En bref
- La méfiance envers l’IA augmente fortement, même chez les jeunes.
- Cette défiance commence à coûter cher aux entreprises et à compliquer leurs projets.
- Même la tech admet un problème
L’IA avait un plan simple, devenir incontournable, puis aimée. C’est raté, au moins pour l’instant. Plus la techno s’invite dans les outils du quotidien, plus une partie du public la regarde de travers. Et là, on ne parle plus d’un simple bad buzz.
Plus l’IA entre partout, plus la méfiance monte
Chez Pew Research, 52% des Américains disent être davantage inquiets qu’enthousiastes face à la place grandissante de l’IA dans la vie de tous les jours. En 2021, ils étaient 37%. La tendance est limpide.
Même chez les 18-34 ans, pourtant souvent présentés comme les premiers adopteurs, le doute s’installe. Un sondage CNBC montre qu’une majorité des répondants ne fait pas confiance aux grands patrons de l’IA pour agir de manière responsable. Et une enquête Economist/YouGov va dans le même sens, avec plus de 70% des Américains qui jugent que l’IA avance trop vite. Pas mal de signaux rouges, quand même.
Le rejet commence à coûter de l’argent
Le plus intéressant, c’est que cette défiance finit sur les tableaux Excel. Le Wall Street Journal explique que plusieurs groupes tech doivent désormais rendre leurs projets de data centers plus digestes pour les communautés locales aux États-Unis.
Ça passe par des garanties sur l’emploi, des investissements pour l’eau propre, et d’autres avantages négociés sur place. Dans une paroisse de Louisiane, il a même été question de primes de 50 000 dollars, soit environ 43 000 euros (50 000$), pour des enseignants. Et selon Axios, le National Republican Senatorial Committee a envoyé un mémo à de grandes entreprises de l’IA pour prévenir que les data centers plombaient les chances du parti dans une élection clé dans l’Ohio. Là, on sort clairement du terrain de la seule com.

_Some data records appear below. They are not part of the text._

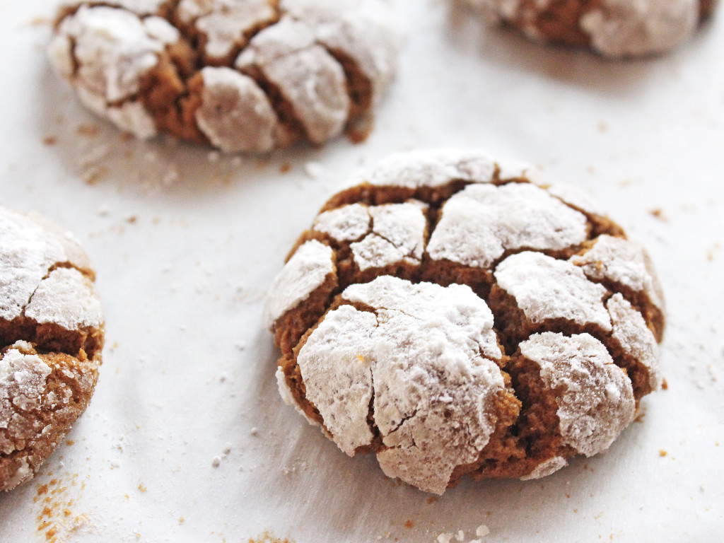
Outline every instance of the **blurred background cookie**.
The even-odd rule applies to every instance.
[[[716,0],[465,0],[493,23],[534,40],[592,48],[604,56],[668,51],[690,37]]]
[[[399,46],[385,0],[109,0],[62,9],[49,54],[122,130],[263,153],[363,136]]]
[[[662,384],[644,249],[571,188],[476,152],[395,155],[355,178],[266,313],[285,400],[438,494],[605,450]]]
[[[0,209],[0,490],[33,477],[85,410],[104,317],[77,243]]]

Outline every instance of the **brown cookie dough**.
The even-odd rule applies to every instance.
[[[67,232],[0,209],[0,490],[31,479],[90,400],[104,342],[94,279]]]
[[[387,0],[103,0],[62,8],[49,54],[122,130],[264,153],[359,129],[399,46]]]
[[[531,39],[590,47],[604,56],[668,51],[694,33],[716,0],[466,0]]]
[[[395,155],[354,180],[266,313],[285,400],[431,492],[599,452],[662,382],[644,249],[571,188],[475,152]]]

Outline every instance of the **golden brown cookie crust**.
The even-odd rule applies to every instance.
[[[104,319],[88,256],[43,217],[0,209],[0,490],[9,490],[88,406]]]
[[[607,448],[660,387],[660,287],[604,214],[474,152],[393,156],[356,181],[266,306],[282,396],[346,452],[437,493],[465,475],[537,478]]]
[[[106,0],[62,8],[49,53],[123,130],[264,153],[354,130],[399,42],[386,0]]]
[[[716,0],[466,0],[531,39],[618,58],[662,53],[689,37]]]

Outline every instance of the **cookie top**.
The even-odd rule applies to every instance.
[[[656,54],[691,35],[716,0],[467,0],[493,22],[532,39],[583,46],[607,57]]]
[[[90,400],[104,341],[94,278],[68,233],[0,209],[0,490],[32,478]]]
[[[400,41],[387,0],[107,0],[62,8],[49,54],[122,130],[263,153],[358,127]]]
[[[644,249],[565,185],[395,155],[322,207],[269,290],[280,393],[350,455],[442,493],[607,448],[661,386]]]

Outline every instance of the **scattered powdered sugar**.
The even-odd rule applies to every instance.
[[[302,245],[269,289],[264,308],[269,326],[321,287],[334,273],[334,253],[316,240]]]
[[[492,361],[502,355],[492,313],[468,287],[390,276],[342,295],[375,311],[342,306],[312,332],[298,358],[307,397],[352,455],[371,441],[374,391],[387,447],[377,455],[383,471],[442,493],[455,467],[476,458],[494,429],[505,385]]]
[[[541,253],[519,253],[501,262],[494,274],[498,286],[515,299],[534,323],[565,319],[611,329],[603,305],[606,289],[589,281],[570,262]]]
[[[487,269],[508,250],[560,250],[587,235],[584,215],[534,185],[471,185],[445,203],[427,252]]]
[[[605,450],[636,415],[631,380],[606,348],[588,334],[534,334],[519,345],[556,390],[560,434],[586,456]]]

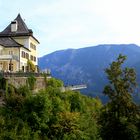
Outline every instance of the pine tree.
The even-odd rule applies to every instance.
[[[103,107],[100,124],[103,140],[137,140],[138,129],[136,120],[139,114],[132,94],[136,87],[136,73],[132,68],[122,68],[126,56],[119,55],[105,70],[109,85],[103,93],[109,102]]]

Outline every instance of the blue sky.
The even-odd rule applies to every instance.
[[[98,44],[140,45],[140,0],[0,0],[0,31],[21,14],[39,56]]]

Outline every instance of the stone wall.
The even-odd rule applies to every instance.
[[[51,77],[47,77],[49,79]],[[12,84],[16,88],[27,85],[28,77],[6,77],[8,84]],[[46,83],[44,77],[36,77],[34,91],[45,89]]]

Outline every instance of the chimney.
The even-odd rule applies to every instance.
[[[17,21],[14,20],[11,22],[11,32],[16,32],[17,31]]]

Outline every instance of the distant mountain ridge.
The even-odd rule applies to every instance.
[[[105,44],[60,50],[40,57],[38,62],[41,69],[50,68],[52,75],[63,80],[66,85],[87,84],[88,88],[83,92],[98,95],[107,84],[104,69],[120,53],[127,56],[124,66],[138,69],[140,47],[135,44]]]

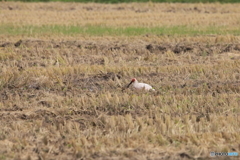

Pourquoi les gens ne voient pas le deal ?
Le fond du problème est assez simple. Beaucoup de consommateurs ne voient pas en quoi l’IA améliore vraiment leur vie, mais ils perçoivent très bien les contreparties.
Ils voient des chatbots, une recherche web remodelée par l’IA, des fonctions collées dans les mails ou les téléviseurs sans qu’on les ait demandées. Ils voient aussi des outils qui aident à tricher à l’école et à l’université, ce qui pose au passage la question de la valeur d’un diplôme. Et ils entendent parler de modèles entraînés sur des montagnes de propriété intellectuelle pour produire textes, musique, vidéos ou images, des terrains longtemps réservés aux humains. Forcément, la promesse vendue et l’usage réel ne racontent pas la même histoire.
Pendant ce temps, une partie des jeunes regarde ailleurs, vers des téléphones basiques, des appareils photo compacts, des lecteurs CD, des iPod sans algorithmes, ou des loisirs très offline comme le tricot, les puzzles, les cartes, le mah-jong et les run clubs. Ce n’est pas anodin. C’est presque un contre-mouvement.
Même les patrons de la tech commencent à l’admettre
Sur un podcast, Brian Chesky, patron d’Airbnb, a reconnu que le rejet de l’IA existait bel et bien. Selon lui, il y a certes un problème de récit, mais surtout un problème de produits que les gens normaux aiment vraiment utiliser. Il citait l’idée d’une IA capable d’offrir un médecin à la demande comme exemple de bénéfice concret que le public pourrait aimer.
Même son de cloche chez Dario Amodei, le patron d’Anthropic. Sur X, il a parlé d’un gros problème de perception publique, au fond une crise de confiance. Les gens, dit-il, ne font confiance ni aux entreprises, ni aux gouvernements, ni à l’industrie tech, parce qu’ils soupçonnent qu’on prépare une nouvelle façon de les arnaquer. Sa conclusion pique un peu plus, il estime que les acteurs de l’IA, y compris Anthropic, n’ont tout simplement pas encore tenu leurs grandes promesses, comme celle d’aider à guérir le cancer. Et ça, pour le coup, c’est difficile à marketer.